The legislative framework required to share property and identification details between all parties in the transaction has moved a step closer as the Data (Use and Access) Bill receives royal assent.
With applications across healthcare, planning, utilities, property and ID the Data (Use and Access) Act is wide-ranging. Described as a ‘key driver for change’ the legislation will enable data across the property transaction to be used and shared with relevant permissions. Speaking on a recent Today’s Conveyancer Podcast, Houseful Product Director, Owen Rogers said he saw the bill as an opportunity to compel the industry to share data, at the request of consumers which will remove much of the current duplication of effort.
Despite the Law Society announcing it will ‘pause’ work on the material information form planned to accompany the revamped sixth edition of the TA6 Property Information Form, many providers of up front and material information say the sharing of property data is a critical part of improving the home buying and selling process.
On ID the bill creates the framework for the introduction of trusted digital verification tools to enable people to prove their identity more easily. ID verification providers will need to be certified against a government kitemark, the ‘UK digital identity and attributes trust framework.’ There are currently 49 providers registered on the ‘Register of digital identity and attribute services’ managed by the Office for Digital Identities and Attributes (OfDIA) which sits under the Department for Science, Innovation and Technology (DSIT). From next year year OfDIA will release a ‘trust mark’ for those on the register.
“By legislating on digital verification services and introducing trusted digital verification tools, people will be able to prove their identity online more easily. This will simplify important tasks such as renting a flat and starting work. The measures will give companies who provide tools for verifying identities the ability to get certified against the government’s stringent trust framework of standards, and receive a ‘trust mark’ to use as a result. As well as increasing trust in the market, these efficiency gains will boost the UK economy by £4.3 billion over the next decade.”
said the government.
The Law Society have welcomed what it describes as ‘impetus to modernise data use’ but remains ‘concerned’ over data protection, legal safeguards and data adequacy.
“The new Act affects the legal sector by updating rules around data compliance, privacy and data adequacy.
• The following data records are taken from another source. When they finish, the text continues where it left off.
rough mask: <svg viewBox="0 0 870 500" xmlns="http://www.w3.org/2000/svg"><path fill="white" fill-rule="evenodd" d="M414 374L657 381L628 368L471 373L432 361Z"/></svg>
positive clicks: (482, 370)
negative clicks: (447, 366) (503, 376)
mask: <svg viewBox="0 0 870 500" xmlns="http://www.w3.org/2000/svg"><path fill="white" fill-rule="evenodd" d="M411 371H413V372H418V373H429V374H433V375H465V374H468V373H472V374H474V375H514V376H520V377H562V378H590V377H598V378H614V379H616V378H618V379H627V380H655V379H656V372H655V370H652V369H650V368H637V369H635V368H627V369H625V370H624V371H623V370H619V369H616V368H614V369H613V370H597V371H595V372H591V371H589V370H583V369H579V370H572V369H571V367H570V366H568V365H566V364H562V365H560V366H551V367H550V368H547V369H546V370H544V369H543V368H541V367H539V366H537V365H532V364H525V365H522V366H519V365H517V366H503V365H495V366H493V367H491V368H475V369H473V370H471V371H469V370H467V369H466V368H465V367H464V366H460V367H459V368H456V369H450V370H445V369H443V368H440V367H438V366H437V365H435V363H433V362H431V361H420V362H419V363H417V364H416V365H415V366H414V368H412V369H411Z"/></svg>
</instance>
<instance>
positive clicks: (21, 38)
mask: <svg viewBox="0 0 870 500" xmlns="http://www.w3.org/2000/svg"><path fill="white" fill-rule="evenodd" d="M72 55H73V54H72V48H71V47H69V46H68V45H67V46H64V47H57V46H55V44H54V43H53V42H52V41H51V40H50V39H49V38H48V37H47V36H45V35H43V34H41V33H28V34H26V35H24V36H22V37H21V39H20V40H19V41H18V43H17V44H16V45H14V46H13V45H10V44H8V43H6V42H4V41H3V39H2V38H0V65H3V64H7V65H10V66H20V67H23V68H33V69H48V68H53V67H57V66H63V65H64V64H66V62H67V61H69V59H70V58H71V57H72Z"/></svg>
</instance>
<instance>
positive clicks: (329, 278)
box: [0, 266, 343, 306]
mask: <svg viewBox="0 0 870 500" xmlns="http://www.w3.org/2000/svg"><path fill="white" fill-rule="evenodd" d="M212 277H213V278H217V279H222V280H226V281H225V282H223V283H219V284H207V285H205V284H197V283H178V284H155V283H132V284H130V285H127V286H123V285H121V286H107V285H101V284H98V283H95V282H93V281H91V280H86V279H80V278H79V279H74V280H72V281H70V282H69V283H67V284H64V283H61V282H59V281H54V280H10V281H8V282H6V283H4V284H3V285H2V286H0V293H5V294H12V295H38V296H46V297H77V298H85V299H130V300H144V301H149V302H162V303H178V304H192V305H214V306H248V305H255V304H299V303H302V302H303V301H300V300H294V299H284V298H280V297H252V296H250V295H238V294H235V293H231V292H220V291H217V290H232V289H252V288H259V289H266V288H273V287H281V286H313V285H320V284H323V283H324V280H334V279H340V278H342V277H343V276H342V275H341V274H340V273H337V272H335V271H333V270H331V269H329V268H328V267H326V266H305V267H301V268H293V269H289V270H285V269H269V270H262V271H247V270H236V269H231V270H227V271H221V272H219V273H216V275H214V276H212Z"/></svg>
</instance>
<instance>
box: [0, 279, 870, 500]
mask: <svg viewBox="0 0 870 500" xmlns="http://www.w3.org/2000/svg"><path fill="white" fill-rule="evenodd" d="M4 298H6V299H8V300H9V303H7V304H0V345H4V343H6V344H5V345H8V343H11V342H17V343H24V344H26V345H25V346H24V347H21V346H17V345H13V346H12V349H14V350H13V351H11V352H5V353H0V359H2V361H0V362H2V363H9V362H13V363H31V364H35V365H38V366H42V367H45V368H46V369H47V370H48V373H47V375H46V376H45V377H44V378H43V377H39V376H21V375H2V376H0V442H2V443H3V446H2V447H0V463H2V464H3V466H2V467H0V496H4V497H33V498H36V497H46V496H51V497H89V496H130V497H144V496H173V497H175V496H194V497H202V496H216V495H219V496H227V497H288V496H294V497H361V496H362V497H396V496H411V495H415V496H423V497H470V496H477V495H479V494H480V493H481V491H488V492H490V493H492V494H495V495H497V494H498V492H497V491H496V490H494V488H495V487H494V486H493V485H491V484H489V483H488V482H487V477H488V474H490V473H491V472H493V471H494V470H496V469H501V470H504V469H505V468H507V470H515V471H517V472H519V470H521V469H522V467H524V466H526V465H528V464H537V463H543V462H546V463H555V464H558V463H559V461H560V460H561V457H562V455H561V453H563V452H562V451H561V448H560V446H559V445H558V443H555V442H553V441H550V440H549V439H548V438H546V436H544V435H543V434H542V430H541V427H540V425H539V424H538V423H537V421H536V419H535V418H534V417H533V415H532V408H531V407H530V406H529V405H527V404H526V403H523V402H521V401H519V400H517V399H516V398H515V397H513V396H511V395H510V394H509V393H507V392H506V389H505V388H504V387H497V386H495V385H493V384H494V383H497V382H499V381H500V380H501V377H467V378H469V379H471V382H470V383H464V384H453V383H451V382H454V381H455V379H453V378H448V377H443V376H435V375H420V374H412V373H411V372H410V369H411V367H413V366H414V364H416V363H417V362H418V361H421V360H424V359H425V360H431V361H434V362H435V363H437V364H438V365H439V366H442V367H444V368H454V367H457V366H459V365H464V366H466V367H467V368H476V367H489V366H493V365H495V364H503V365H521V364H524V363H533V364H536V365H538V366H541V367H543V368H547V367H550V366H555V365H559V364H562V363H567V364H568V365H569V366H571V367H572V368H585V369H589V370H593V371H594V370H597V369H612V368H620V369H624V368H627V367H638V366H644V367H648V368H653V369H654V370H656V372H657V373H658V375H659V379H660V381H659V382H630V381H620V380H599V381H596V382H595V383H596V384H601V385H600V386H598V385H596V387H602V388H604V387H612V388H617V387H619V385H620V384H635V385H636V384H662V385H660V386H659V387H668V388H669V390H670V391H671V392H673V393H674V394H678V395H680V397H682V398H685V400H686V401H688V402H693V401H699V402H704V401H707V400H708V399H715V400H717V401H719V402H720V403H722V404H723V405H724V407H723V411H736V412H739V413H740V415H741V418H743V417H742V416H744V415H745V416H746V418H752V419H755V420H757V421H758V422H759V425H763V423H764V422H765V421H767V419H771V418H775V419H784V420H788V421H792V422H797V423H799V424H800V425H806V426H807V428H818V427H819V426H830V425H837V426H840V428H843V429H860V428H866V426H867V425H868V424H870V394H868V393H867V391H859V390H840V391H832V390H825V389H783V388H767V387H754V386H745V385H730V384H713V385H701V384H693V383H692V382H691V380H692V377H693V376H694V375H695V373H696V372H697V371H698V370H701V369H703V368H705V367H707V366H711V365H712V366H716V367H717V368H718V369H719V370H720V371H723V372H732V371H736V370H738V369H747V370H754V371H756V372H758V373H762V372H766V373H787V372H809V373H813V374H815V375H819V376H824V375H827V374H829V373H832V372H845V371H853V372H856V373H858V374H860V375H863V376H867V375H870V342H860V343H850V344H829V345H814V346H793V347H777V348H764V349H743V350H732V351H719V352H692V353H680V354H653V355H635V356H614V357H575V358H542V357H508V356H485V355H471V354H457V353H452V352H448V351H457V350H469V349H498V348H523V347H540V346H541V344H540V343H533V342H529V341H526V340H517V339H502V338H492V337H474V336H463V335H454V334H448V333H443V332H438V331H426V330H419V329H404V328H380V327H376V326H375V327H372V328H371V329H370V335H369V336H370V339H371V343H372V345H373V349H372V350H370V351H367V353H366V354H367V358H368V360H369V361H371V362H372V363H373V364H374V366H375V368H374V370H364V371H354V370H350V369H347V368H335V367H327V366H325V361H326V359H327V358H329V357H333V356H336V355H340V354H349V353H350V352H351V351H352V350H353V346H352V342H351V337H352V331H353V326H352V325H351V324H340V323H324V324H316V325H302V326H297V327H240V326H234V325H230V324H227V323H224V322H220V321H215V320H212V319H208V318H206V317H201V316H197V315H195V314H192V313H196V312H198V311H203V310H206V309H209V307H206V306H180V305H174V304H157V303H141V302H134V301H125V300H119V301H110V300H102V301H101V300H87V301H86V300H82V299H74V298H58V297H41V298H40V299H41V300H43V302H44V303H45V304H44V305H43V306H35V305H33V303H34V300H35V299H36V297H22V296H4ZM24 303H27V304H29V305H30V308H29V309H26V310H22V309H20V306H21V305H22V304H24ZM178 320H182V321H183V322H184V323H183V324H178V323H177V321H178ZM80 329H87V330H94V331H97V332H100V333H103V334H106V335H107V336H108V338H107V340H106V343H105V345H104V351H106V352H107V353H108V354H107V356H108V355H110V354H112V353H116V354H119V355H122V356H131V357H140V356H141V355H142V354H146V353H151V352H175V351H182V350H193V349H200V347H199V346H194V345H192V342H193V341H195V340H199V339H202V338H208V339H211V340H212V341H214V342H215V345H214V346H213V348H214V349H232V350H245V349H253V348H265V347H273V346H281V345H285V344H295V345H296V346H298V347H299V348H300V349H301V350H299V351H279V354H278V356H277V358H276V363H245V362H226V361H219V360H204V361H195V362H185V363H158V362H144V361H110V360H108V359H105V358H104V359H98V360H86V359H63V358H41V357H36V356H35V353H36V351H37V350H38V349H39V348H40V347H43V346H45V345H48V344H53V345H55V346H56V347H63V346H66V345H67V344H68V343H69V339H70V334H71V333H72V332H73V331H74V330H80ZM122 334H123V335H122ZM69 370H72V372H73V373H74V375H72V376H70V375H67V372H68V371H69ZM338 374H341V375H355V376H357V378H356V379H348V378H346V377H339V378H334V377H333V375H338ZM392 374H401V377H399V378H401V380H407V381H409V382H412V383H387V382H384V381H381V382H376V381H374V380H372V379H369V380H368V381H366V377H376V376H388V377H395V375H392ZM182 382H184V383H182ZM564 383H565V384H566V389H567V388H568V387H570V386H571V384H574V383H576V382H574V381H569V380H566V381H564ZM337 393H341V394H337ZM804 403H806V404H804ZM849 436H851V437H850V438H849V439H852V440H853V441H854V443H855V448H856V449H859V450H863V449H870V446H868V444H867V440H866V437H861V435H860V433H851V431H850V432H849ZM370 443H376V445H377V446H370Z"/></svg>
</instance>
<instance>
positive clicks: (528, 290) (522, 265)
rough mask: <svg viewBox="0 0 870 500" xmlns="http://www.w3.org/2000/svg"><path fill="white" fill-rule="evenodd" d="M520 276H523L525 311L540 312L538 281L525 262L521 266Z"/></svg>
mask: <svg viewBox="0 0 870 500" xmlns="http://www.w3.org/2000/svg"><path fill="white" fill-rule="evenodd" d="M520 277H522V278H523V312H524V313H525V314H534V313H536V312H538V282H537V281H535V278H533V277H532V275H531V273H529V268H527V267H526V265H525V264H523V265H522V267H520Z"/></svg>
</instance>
The Act supports innovation but there must be safeguards and protections for using personal data and publicly available content. The government needs to ensure that the UK retains its EU data adequacy decision so that data continues to flow smoothly. This is crucial to provide confidence to UK businesses, lawyers and clients and ensure that England and Wales remain the global jurisdiction of choice.”
said Law Society CEO Ian Jeffery. He added there needed to be more ‘clarity’ around the use of copyrighted content with ‘checks and balances’ to ensure ensure privacy protections, particularly around personal data; a point articulated in the Law Society’s response to the government’s Copyright and AI consultation.
“Wider data considerations still to be debated, including copyright rules and AI regulation, should aim to protect and benefit the public, fairly balancing the interests of content creators and tech developers.”
One Response
Although this is a good step forward, without changes to the Money Laundering Regulations, and in particular the use of ‘reliance’, nothing changes around sharing identification and verification data.
Many firms seem to think that sharing source of funds/wealth data is also covered by ‘reliance’, however, it isn’t, and remains the responsibility of the instructed firm.
In any event, even if data is shared under a ‘reliance’ agreement, the receiving firm remains liable for any errors or omissions made by the supplying entity.